Tutorial: Get started with DeepSeek-R1 reasoning model in Azure AI model inference

Article
03/06/2025

In this tutorial, you learn:

How to create and configure the Azure resources to use DeepSeek-R1 model in Azure AI model inference.
How to configure the model deployment.
How to use DeepSeek-R1 using the Azure AI Inference SDK or REST APIs.
How to use DeepSeek-R1 using other SDKs.

Prerequisites

To complete this article, you need:

An Azure subscription. If you're using GitHub Models, you can upgrade your experience and create an Azure subscription in the process. Read Upgrade from GitHub Models to Azure AI model inference if that's your case.

Reasoning models

Reasoning models can reach higher levels of performance in domains like math, coding, science, strategy, and logistics. The way these models produces outputs is by explicitly using chain of thought to explore all possible paths before generating an answer. They verify their answers as they produce them which helps them to arrive to better more accurate conclusions. This means that reasoning models may require less context in prompting in order to produce effective results.
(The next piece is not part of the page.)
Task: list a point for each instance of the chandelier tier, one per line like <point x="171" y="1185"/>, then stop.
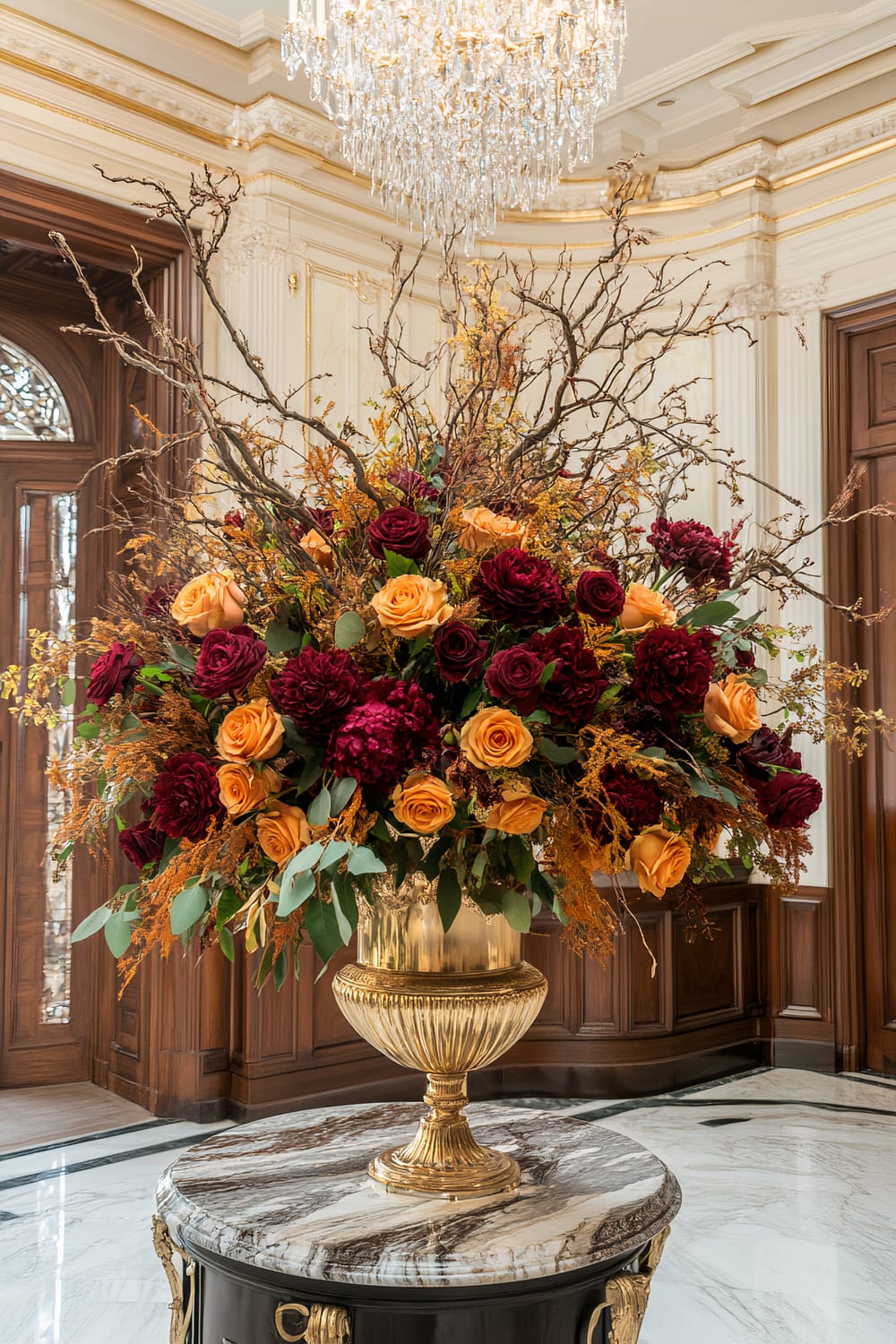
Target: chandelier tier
<point x="460" y="109"/>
Such way of scaling model's performance is referred as inference compute time as it trades performance against higher latency and cost. It contrasts to other approaches that scale through training compute time.
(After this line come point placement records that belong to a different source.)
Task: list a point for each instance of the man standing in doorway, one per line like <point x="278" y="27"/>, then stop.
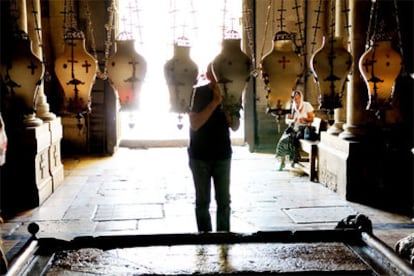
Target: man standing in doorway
<point x="210" y="152"/>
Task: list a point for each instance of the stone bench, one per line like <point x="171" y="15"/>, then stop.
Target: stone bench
<point x="309" y="153"/>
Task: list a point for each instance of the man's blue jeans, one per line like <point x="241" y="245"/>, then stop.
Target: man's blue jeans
<point x="203" y="172"/>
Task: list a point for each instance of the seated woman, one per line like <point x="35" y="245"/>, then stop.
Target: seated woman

Reasoning models then produce two types of outputs:

Reasoning completions
Output completions

Both of these completions count towards content generated from the model and hence, towards the token limits and costs associated with the model. Some models may output the reasoning content, like DeepSeek-R1. Some others, like o1, only outputs the output piece of the completions.

Create the resources

Azure AI model inference is a capability in Azure AI Services resources in Azure. You can create model deployments under the resource to consume their predictions. You can also connect the resource to Azure AI Hubs and Projects in Azure AI Foundry to create intelligent applications if needed. The following picture shows the high level architecture.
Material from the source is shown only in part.